The Corner

‘We want our money back and we’re going to get it’

Getting our money back” from the bailed-out banks, as President Obama promised today, misses the point.

The “money” is but a fraction of the price the nation has paid for Washington’s failure to ensure that nominally private financial companies could fail in an orderly fashion.

Financial institutions that would be subject to the proposed Obama/Frank “too big to fail” tax know that they don’t operate according to clear, pre-set rules that apply to everyone.

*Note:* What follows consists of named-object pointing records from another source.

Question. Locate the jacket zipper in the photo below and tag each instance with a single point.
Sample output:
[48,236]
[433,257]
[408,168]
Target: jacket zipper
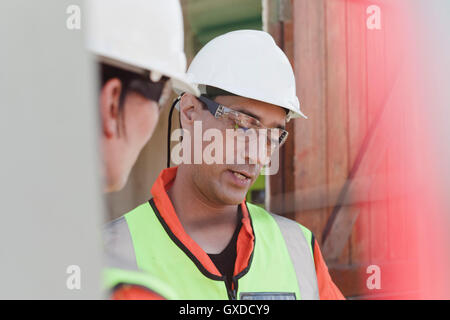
[232,292]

The firms instead operate in an environment in which they and their lenders can expect opaque, arbitrary bailouts as needed.

So the industry responsible allocating the economy’s capital remains devoid of consistency and fairness.

Just like AIG, the government is mispricing the burden. For a cut-rate price — fifteen one-hundredth of a percent of financial firms’ borrowings — the president will further formalize the perversion of the foundational principles that have long attracted global investors to our shores.

To end too big to fail, the president should start with the unregulated derivatives that helped trigger the 2008 panic. The solutions are simple. They go a long way toward strengthening the financial system, as independent investment manager Kyle Bass told the Financial Crisis Inquiry Commission yesterday. Yet Congress still hasn’t acted.

— Nicole Gelinas, contributing editor to the Manhattan Institute’s City Journal, is author of the forthcoming After the Fall: Saving Capitalism from Wall Street — and Washington.